Step-by-Step Solution

Step 1: Categorize the integers based on their remainders when divided by 5.

We divide the integers from 1 to 25 into 5 categories based on their remainders when divided by 5.

• Numbers of the form $5\lambda$: 5, 10, 15, 20, 25 (5 numbers)
• Numbers of the form $5\lambda + 1$: 1, 6, 11, 16, 21 (5 numbers)
• Numbers of the form $5\lambda + 2$: 2, 7, 12, 17, 22 (5 numbers)
• Numbers of the form $5\lambda + 3$: 3, 8, 13, 18, 23 (5 numbers)
• Numbers of the form $5\lambda + 4$: 4, 9, 14, 19, 24 (5 numbers)

Step 2: Determine the pairs of remainders that sum to a multiple of 5.

For $x + y$ to be divisible by 5, the sum of their remainders when divided by 5 must be divisible by 5. The possible pairs of remainders are:

• 0 + 0
• 1 + 4
• 2 + 3
• 3 + 2
• 4 + 1

Step 3: Count the number of ways to choose $x$ and $y$ for each pair of remainders.

• Case 1: Both $x$ and $y$ are of the form $5\lambda$. There are 5 choices for $x$. Since $x$ and $y$ must be distinct, there are 4 choices for $y$. So, there are $5 \times 4 = 20$ ways.

• Case 2: $x$ is of the form $5\lambda + 1$ and $y$ is of the form $5\lambda + 4$. There are 5 choices for $x$ and 5 choices for $y$. So, there are $5 \times 5 = 25$ ways.

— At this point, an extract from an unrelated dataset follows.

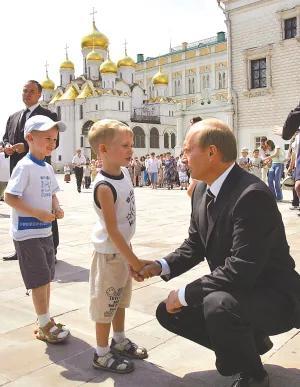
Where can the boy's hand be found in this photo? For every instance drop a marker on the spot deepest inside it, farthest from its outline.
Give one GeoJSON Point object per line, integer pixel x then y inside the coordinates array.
{"type": "Point", "coordinates": [59, 213]}
{"type": "Point", "coordinates": [44, 216]}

• Case 3: $x$ is of the form $5\lambda + 2$ and $y$ is of the form $5\lambda + 3$. There are 5 choices for $x$ and 5 choices for $y$. So, there are $5 \times 5 = 25$ ways.

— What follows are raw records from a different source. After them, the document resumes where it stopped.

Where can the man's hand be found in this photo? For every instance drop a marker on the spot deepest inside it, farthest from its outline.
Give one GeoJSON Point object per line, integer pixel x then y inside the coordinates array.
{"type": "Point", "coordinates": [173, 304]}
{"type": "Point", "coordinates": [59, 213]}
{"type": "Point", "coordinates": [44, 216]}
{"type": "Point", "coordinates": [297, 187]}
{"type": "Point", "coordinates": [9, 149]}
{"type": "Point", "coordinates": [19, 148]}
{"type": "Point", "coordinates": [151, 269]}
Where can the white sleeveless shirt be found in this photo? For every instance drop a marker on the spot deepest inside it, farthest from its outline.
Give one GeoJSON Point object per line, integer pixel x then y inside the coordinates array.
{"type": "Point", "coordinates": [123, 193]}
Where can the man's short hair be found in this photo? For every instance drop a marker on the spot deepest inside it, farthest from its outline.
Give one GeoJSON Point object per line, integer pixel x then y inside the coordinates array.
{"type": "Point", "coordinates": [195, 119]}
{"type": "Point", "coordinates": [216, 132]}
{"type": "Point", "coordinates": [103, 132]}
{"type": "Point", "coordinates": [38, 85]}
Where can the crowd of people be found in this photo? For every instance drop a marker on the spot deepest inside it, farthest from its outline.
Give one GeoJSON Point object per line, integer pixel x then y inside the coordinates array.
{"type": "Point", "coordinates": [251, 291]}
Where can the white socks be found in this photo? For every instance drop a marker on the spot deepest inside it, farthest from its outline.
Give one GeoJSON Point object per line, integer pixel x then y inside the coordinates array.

• Case 4: $x$ is of the form $5\lambda + 3$ and $y$ is of the form $5\lambda + 2$. There are 5 choices for $x$ and 5 choices for $y$. So, there are $5 \times 5 = 25$ ways.

• Case 5: $x$ is of the form $5\lambda + 4$ and $y$ is of the form $5\lambda + 1$. There are 5 choices for $x$ and 5 choices for $y$. So, there are $5 \times 5 = 25$ ways.

Step 4: Calculate the total number of ways.

The total number of ways is $20 + 25 + 25 + 25 + 25 = 120$.

Common Mistakes & Tips

• Remember to account for the condition that $x$ and $y$ are distinct.
• Be careful when counting the number of elements in each category.
• Don't forget to consider all possible pairs of remainders that sum to a multiple of 5.

Summary

We categorized the integers from 1 to 25 based on their remainders when divided by 5. Then we found the pairs of remainders that sum to a multiple of 5. Finally, we counted the number of ways to choose $x$ and $y$ for each pair of remainders, remembering that $x$ and $y$ must be distinct. Summing the counts for each case gives the total number of ways.

The final answer is \boxed{120}.